Whether you are studying for fun or for a career in business, diplomacy or translation, learning a language can be one of the most challenging and rewarding things you have ever seen.
Many studies have indicated that multilinguals make more money, are open to more professional opportunities and can provide more value to the companies they work in, either in junior positions or as leaders. People who speak multiple languages also have a higher degree of monolingualism in creativity tests and are more willing than their peers to deal with cultural diversity in our increasingly globalized world.
Especially if you are learning a foreign language for the first time, or if your source and destination languages have a few common points, you should do everything possible to make the learning process as versatile and fun as possible. An excellent way to do this is through music.
Here are some tips on how to make the most of them:
Find the music you love
This is probably the easiest step for most language students, as those who want to learn a particular language are often driven by interest in the surrounding culture. Create a playlist in your target language. Use your mobile phone or iPod to transfer and listen throughout the day.
Read (and sing) together
When you discover music you enjoy in your target language, use the Internet to your advantage. Find words and keep reading. Try to recognize the words you hear inside the text, distinguishing the sounds of each word. You may be your best ally, such as automatic translation apps that give you the option to listen to the words you translate.

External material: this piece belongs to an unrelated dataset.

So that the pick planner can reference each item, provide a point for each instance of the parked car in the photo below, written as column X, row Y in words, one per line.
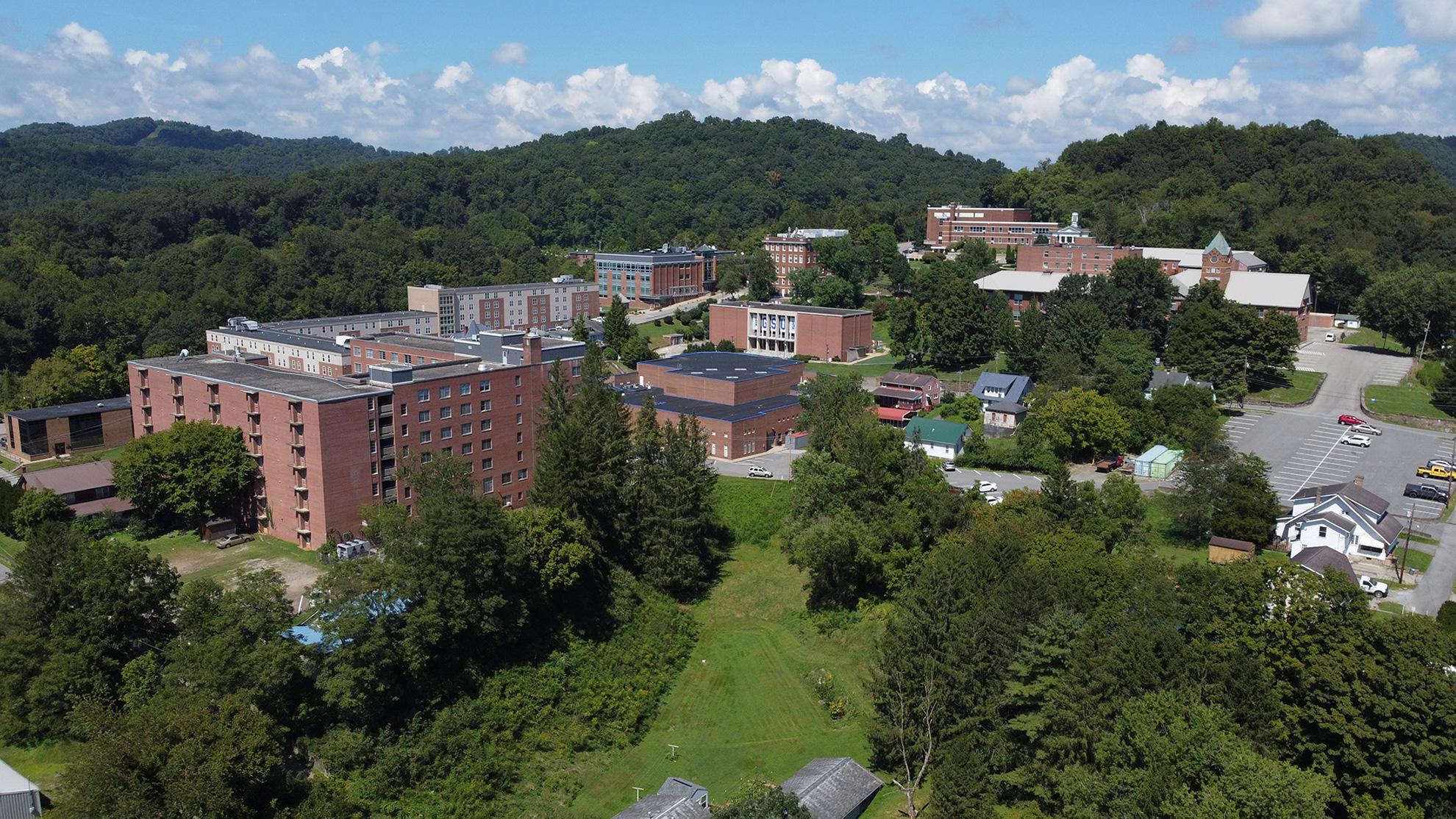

By reading aloud or singing, you can practice pronunciation without axes and without the stress of real-time interaction.
Translate, rewrite and play with lyrics
Play with words translated, cut, rewritten.
By learning through song lyrics, you interact with words as they were used by an artist, to create a certain effect, convey an idea or explore a feeling. By treating language as used by an native speaker, with a different function to teach him to speak, he understands how language works in the real world. This is not just about vocabulary or grammar choices: you will understand how the language flows, how long the sentences are, and how the language is flexible or solid.
As Claudia S. Salcedo noted in a 2010 study on the effectiveness of using songs to teach a second language:
“The song is the perfect marriage of poetry and music and is one of the most authentic expressions of people, their feelings and their daily lives” (…) Music can empower students with the world’s communicating feature In fact, the song tells a story set in music; Examples of authentic but slow, rhythmic and repetitive speech. ”
With the help of a dictionary, fellow student, or an automatic translation tool (maximum 2 to 5 uses), translate the lyrics to your native language.
Once you’ve got enough vocabulary, be creative: rewrite letters, replace words with synonyms, rearrange verses, and try to make them rhyme, play.